Oswald Spengler — Le déclin de l'Occident I (Chapitre III)

[Avec mises à jour périodiques. — With periodical updates.]

VEUILLEZ NOTER: En faisant la publicité de ces pensées, le rédacteur de ce site n'endosse en aucune façon la signification de leur contenu. Si elles sont présentées ici, c'est qu'elles nous semblent offrir une matière importante à réflexion, par la pertinence de leur thématique ainsi que par la clarté de leur énonciation et des implications qui peuvent en découler. Par ailleurs, nous encourageons ceux qui y seront exposés à l'esprit de critique et de discernement le plus développé, afin d'en retirer non seulement la «substantifique moëlle», selon l'expression de Rabelais, mais encore la vérité la plus haute qu'elles pourraient celer, en relevant le défi de retrouver la vérité suprême, là où elle veut bien se révéler, y compris dans son expérience de vie immédiate, à l'esprit qui la recherche avec engagement, conviction et passion.

[LE MACROCOSME]


«Chacune de nos émotions a une expression, chaque impression étrangère fait impression sur nous; ainsi tout ce dont nous avons conscience, sous quelque forme que ce soit, âme et univers, vie et réalité, histoire et nature, loi, sentiment, destin, Dieu, avenir et passé, présent éternité, a encore pour nous un sens très profond et le moyen unique et extrême de saisir cet incoercible consiste en une espèce de métaphysique, pour laquelle tout ce qui existe a la signification d'un symbole.» — Oswald SPENGLER. «Chapitre III». In Le Déclin de l'Occident (Vol. I). Gallimard. Paris, 2007. p. 161.
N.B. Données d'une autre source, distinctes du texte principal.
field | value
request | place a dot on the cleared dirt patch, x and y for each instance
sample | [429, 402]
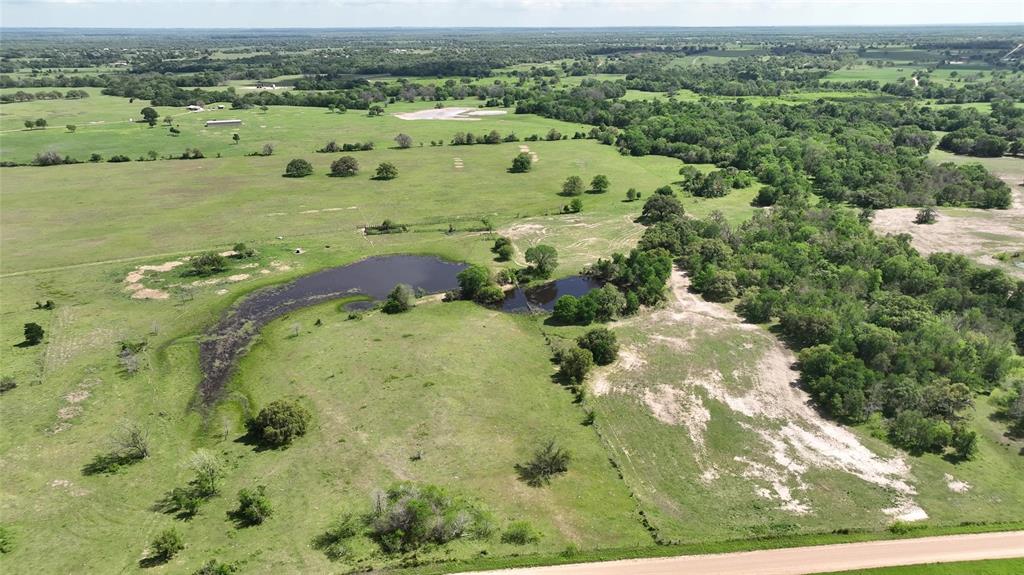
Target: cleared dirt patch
[976, 233]
[786, 441]
[463, 114]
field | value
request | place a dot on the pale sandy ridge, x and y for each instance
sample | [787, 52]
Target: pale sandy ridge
[802, 561]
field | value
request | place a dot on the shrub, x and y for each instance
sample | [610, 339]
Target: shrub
[214, 567]
[344, 167]
[547, 462]
[280, 423]
[34, 333]
[602, 345]
[298, 168]
[520, 533]
[254, 506]
[491, 295]
[400, 299]
[166, 544]
[521, 164]
[544, 258]
[408, 517]
[386, 171]
[572, 186]
[472, 279]
[208, 264]
[574, 363]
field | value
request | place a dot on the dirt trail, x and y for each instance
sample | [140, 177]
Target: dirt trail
[794, 437]
[801, 561]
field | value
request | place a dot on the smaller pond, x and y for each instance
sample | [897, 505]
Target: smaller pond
[543, 298]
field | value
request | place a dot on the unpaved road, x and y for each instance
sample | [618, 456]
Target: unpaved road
[801, 561]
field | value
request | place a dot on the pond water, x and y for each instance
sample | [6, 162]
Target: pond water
[374, 277]
[544, 297]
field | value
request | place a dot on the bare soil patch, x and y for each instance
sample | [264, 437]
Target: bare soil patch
[461, 114]
[790, 437]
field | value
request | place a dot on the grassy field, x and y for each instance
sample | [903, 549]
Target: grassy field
[994, 567]
[468, 387]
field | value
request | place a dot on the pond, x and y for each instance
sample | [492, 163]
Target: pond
[374, 277]
[543, 298]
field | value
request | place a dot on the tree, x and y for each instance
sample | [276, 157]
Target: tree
[659, 208]
[602, 345]
[572, 186]
[472, 280]
[254, 506]
[546, 462]
[544, 258]
[280, 423]
[400, 299]
[344, 167]
[386, 171]
[926, 215]
[298, 168]
[208, 263]
[565, 310]
[521, 163]
[573, 364]
[166, 544]
[33, 334]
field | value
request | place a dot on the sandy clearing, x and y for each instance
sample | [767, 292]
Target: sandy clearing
[801, 561]
[460, 114]
[975, 233]
[794, 437]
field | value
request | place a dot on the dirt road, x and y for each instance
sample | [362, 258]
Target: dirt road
[800, 561]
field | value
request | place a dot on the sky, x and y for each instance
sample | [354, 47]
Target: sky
[376, 13]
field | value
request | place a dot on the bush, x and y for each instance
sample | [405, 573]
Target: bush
[544, 258]
[344, 167]
[574, 363]
[491, 295]
[214, 567]
[208, 264]
[520, 533]
[400, 299]
[34, 333]
[547, 462]
[386, 171]
[408, 517]
[166, 544]
[572, 186]
[298, 168]
[472, 280]
[601, 343]
[521, 164]
[280, 423]
[254, 506]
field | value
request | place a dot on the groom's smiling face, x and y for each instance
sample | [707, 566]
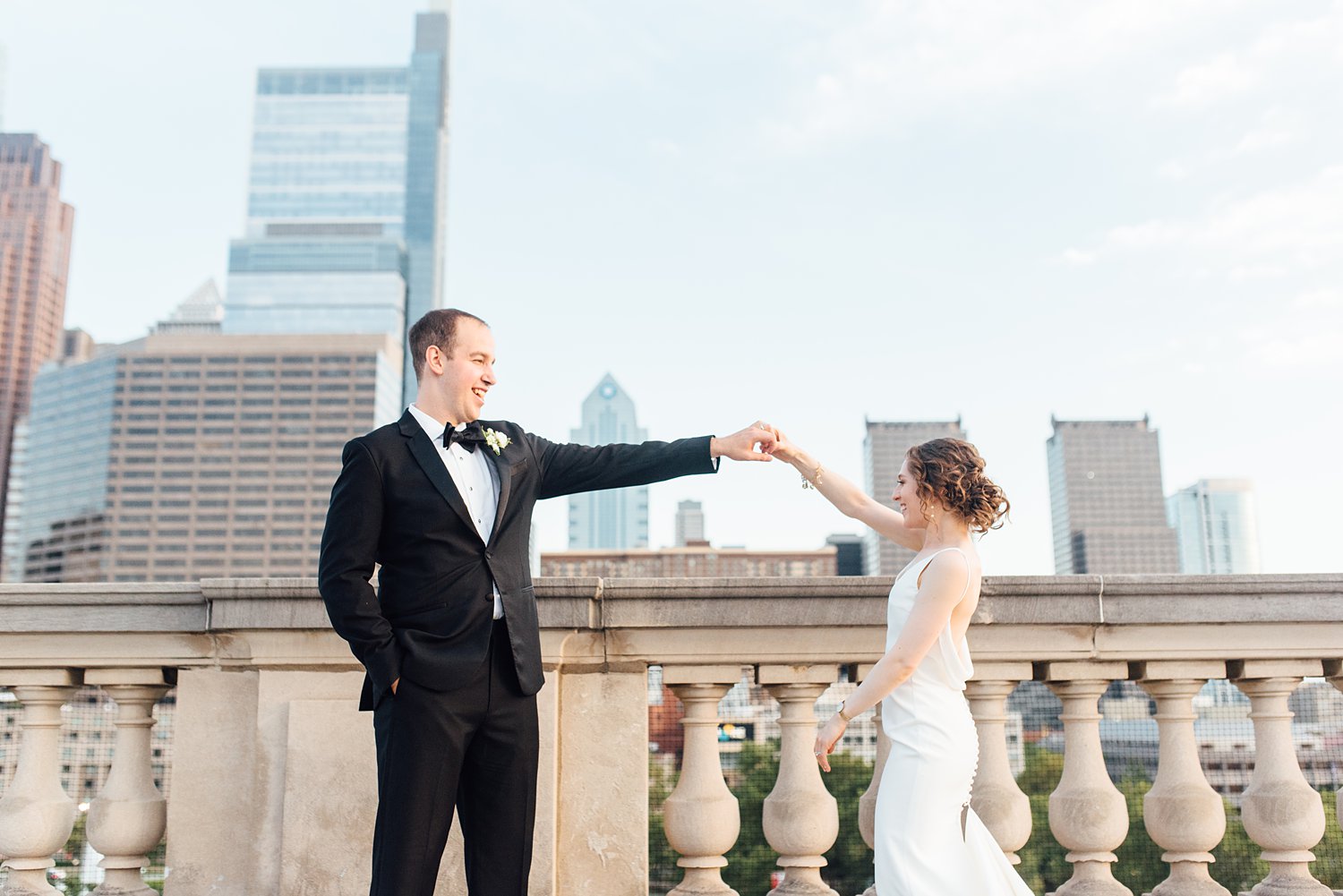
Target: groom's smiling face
[467, 372]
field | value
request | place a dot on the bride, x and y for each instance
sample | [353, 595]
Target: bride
[928, 841]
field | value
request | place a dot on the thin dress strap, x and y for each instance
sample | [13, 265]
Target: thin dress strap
[919, 578]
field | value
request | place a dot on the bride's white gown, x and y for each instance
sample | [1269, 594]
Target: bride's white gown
[920, 845]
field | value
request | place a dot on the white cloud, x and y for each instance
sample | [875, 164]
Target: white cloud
[1077, 258]
[1319, 298]
[1295, 227]
[1216, 80]
[1173, 169]
[1296, 50]
[1296, 351]
[902, 55]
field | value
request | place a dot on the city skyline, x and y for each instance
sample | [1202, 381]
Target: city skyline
[1106, 201]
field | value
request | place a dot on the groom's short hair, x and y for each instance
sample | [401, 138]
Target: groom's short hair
[437, 328]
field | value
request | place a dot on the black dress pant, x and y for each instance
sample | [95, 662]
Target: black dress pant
[475, 748]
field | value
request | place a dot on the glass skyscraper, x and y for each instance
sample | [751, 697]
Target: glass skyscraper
[615, 517]
[1216, 527]
[346, 198]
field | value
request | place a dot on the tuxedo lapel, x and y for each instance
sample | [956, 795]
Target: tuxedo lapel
[504, 468]
[422, 449]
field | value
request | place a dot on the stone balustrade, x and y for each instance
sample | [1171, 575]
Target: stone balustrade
[273, 783]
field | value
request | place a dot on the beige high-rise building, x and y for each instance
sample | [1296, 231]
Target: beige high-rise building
[690, 562]
[1106, 499]
[201, 455]
[883, 453]
[35, 230]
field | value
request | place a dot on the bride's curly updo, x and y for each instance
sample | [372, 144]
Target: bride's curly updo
[950, 472]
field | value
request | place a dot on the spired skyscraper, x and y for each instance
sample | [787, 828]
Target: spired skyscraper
[346, 198]
[1106, 499]
[617, 517]
[883, 453]
[1216, 527]
[35, 230]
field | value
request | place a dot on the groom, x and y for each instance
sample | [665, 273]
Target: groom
[450, 643]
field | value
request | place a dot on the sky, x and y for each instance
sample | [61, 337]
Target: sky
[808, 214]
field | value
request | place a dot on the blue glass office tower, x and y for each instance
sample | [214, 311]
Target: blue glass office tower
[426, 172]
[346, 199]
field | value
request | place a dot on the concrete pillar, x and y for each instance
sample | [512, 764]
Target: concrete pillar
[1334, 670]
[868, 802]
[1280, 810]
[700, 817]
[602, 815]
[1182, 813]
[1087, 813]
[800, 817]
[997, 798]
[35, 813]
[128, 817]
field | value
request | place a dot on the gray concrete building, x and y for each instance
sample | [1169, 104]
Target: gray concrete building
[199, 455]
[689, 523]
[1106, 499]
[883, 453]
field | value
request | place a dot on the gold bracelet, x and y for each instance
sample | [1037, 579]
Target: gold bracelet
[808, 484]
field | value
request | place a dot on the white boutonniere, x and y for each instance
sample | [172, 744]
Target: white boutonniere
[496, 439]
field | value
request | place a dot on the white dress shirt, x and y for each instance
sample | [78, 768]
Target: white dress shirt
[475, 479]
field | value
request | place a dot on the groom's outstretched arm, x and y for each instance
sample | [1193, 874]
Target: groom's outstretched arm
[569, 469]
[349, 554]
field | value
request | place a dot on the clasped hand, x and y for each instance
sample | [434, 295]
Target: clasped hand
[827, 738]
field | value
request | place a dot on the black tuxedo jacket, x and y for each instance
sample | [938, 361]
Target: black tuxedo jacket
[395, 506]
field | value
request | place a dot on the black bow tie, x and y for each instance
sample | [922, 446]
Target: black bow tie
[469, 437]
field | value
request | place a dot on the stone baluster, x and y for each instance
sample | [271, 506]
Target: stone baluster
[800, 817]
[1182, 813]
[37, 817]
[997, 798]
[1087, 813]
[1280, 810]
[128, 817]
[868, 802]
[700, 817]
[1334, 670]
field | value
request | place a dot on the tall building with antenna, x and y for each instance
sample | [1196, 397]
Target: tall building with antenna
[615, 517]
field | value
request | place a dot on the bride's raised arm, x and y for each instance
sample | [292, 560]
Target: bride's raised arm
[848, 498]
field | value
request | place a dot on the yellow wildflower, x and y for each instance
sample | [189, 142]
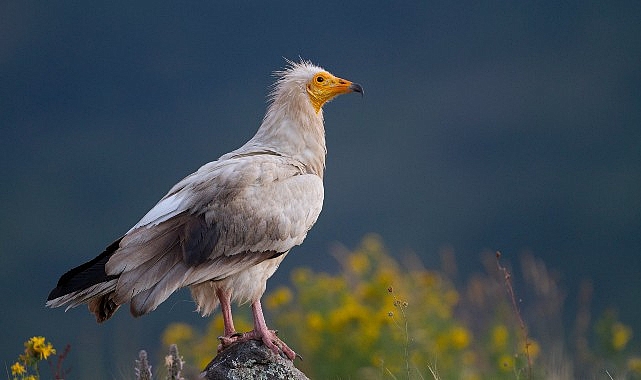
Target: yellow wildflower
[315, 321]
[451, 297]
[460, 337]
[506, 362]
[18, 369]
[37, 348]
[621, 335]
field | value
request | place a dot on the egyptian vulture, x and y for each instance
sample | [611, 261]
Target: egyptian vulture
[223, 230]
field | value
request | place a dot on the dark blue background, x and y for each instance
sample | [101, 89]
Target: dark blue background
[504, 125]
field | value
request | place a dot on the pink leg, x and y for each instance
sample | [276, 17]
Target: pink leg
[267, 336]
[225, 306]
[230, 335]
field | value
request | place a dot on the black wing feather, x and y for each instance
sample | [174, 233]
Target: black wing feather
[85, 275]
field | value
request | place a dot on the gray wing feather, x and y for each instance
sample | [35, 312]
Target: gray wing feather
[222, 219]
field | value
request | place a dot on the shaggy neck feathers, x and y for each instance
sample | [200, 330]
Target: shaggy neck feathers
[291, 126]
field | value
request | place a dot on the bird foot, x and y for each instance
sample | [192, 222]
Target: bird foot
[228, 340]
[269, 339]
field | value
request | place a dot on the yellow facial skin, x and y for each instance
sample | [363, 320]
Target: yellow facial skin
[324, 86]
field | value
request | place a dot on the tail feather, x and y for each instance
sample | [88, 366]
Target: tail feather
[88, 283]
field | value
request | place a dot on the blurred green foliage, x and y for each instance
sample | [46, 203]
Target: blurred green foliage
[378, 319]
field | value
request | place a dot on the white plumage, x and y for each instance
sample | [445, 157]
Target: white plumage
[223, 230]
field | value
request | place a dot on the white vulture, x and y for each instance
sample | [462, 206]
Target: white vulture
[223, 230]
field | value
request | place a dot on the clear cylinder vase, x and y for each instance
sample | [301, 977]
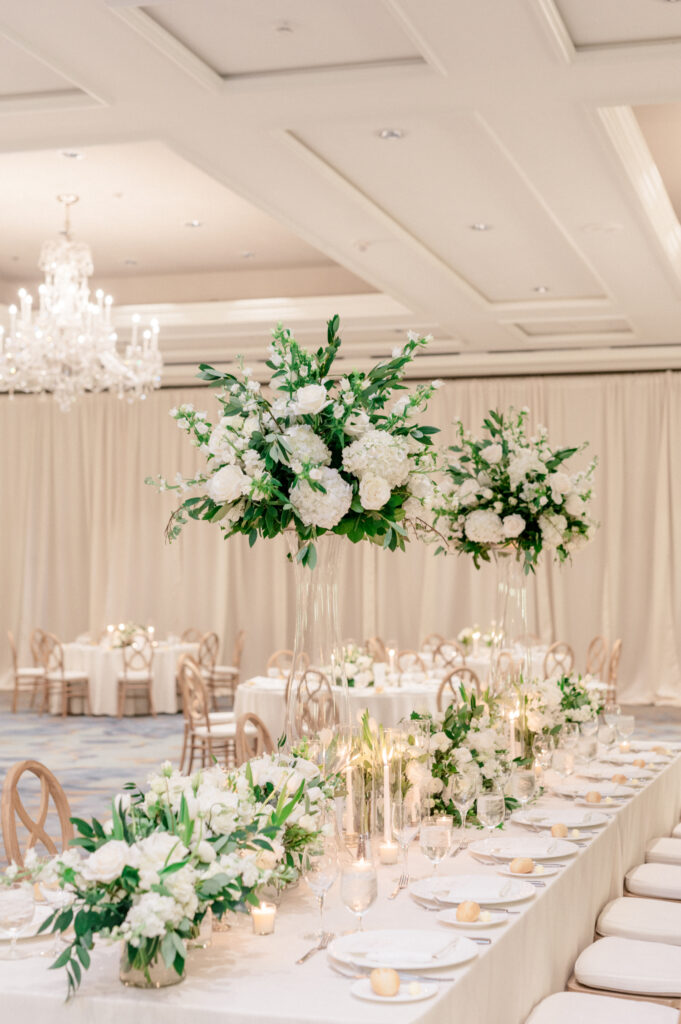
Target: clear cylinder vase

«Un symbole est un trait de la réalité qui, pour des hommes dont les sens sont éveillés, désigne avec une certitude intérieure immédiate quelque chose d'impossible à communiquer rationnellement.» — Oswald SPENGLER. «Chapitre III». In Le Déclin de l'Occident (Vol. I). Gallimard. Paris, 2007. p. 162.


«La réalité — l'univers par rapport à une âme — est pour chaque individu la projection du dirigé sur l'étendue, elle est la propriété reflétée sur l'altérité, elle me signifie moi-même.» — Oswald SPENGLER. «Chapitre III». In Le Déclin de l'Occident (Vol. I). Gallimard. Paris, 2007. p. 162.

«Telle est l'idée du Macrocosme, réalité comme ensemble de tous les symboles par rapport à une ame. Rien n'est excepté de cette qualité du significatif. Tout ce qui est est aussi symbole.» — Oswald SPENGLER. «Chapitre III». In Le Déclin de l'Occident (Vol. I). Gallimard. Paris, 2007. p. 163.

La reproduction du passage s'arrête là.